El was ashamed of the wave of relief that swept through him. Delgado had not done this, so El did not have to assume it was in store for him.

He wondered if Sands knew El had killed Barillo. Clearly that day had not gone the way Sands had planned. El had some satisfaction in his own part of that. He had refused to be used. "I guess you fucked up," he said.

"Fuck you."

Quietly, Maria took El's unbandaged hand and began her ministrations.

"What are you doing here?" El asked.

"I," Sands paused, "am," he paused again, "helping Julio Delgado get rich."

"You? You are his new muscle? You're blind."

"Brilliant observation, El. I am not the muscle; I am the brains. You will be the muscle."

"I will never work for a cartel."

"You will work for a cartel, doing whatever dirty work they have for you, or they will slowly dismember the Romeros." Sands almost sang the words. "They are not the nicest of guys."

Maria made a small sound.

"But you are helping them."

"Also," Sands continued, "they will condition you with torture, until they know exactly what kind of pain to threaten you with." He reached up and drew small circles on the wall with a forefinger. "They already know you don't like electricity."

El winced. His every nerve twinged at the mere reminder. Had his torturers actually wanted something from him, he would have given them anything to make the shocks stop. He felt sick.

"Electricity …" Sands's voice trailed off. "Zzzp. Zzzp." He continued to draw circles on the wall.

Maria, finished with El's other hand, stood and approached the bed.

El tensed.

"What?" asked Sands, still in a bored voice. The man must have quite good hearing.

"May I see your eyes?" Maria asked.

"What? No. Fuck off."

"Why not?"

El braced for violence. If Sands hurt her …

"Oh, all right. If that's what gets you off."

Since he continued to draw on the wall, Maria reached down, herself, and removed the glasses. She stared, barely breathing.

"If I were you, El …" Sands paused as if he had lost his train of thought.

"Yes?" El prompted.

"I would let them think you really hate the beatings." The man's chest rose and fell rapidly. He was almost panting. El wondered what he was feeling.

"You told them to use pain on me," El said.

Sands stopped tracing circles. "How do they look?" he asked.

Maria looked at El for help. Either she didn't know what to say or her English wasn't extensive enough for the description.

El answered. "You look like death. Your eye sockets belong on a skull, but the holes are not black, they are red."

"Do they hurt?" Maria asked.

"Not at the moment," Sands answered. "As for the pain, El," he paused for a long time, "you wouldn't have stood a chance with the pleasure."

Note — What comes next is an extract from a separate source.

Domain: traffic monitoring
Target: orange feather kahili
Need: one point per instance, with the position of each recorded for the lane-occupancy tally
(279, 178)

Maria put Sands's glasses on his chest and returned to El.

"They hooked you," El said.

Sands folded the sunglasses and set them on the floor. "I was an easy catch." Beneath the bored tone and the slightly slurring words, El heard a trace of self-loathing.

El shifted again, cursing the man for taking the bed. He needed support for his torso.

Maria rose, snatched Sands's pillow from beneath his head, and gave it to El.

Sands's head fell back, but he had no reaction.

"Why isn't Lorenzo with us?" Maria asked El, in Spanish.

"We are hostages for each other," El told her. "They won't ever put the three of us together."

"Got it in one," sang Sands from the bed.

El made a mental note that the man's understanding of Spanish was pretty good.

"Maria, if you see Lorenzo, tell him … tell him I will get us out of this. He must stay alert and ready."

The girl nodded.

"El," called Sands. "El Mariachi," he sang.

El had an odd feeling that what the man was about to say was important.

"What do you want?"

"Whatever you do, escape plans, crazy, stupid plots, whatever …"

"Yes?"

The man said nothing for a long time. El would have tried to read his expression if he could have borne to look at the agent's ruined face.

When he spoke, Sands's voice was almost a whisper. "Don't tell me. Don't trust me. Make no mistake, Delgado owns me, body and soul."

"Soul and body," he sang. "Soul and body."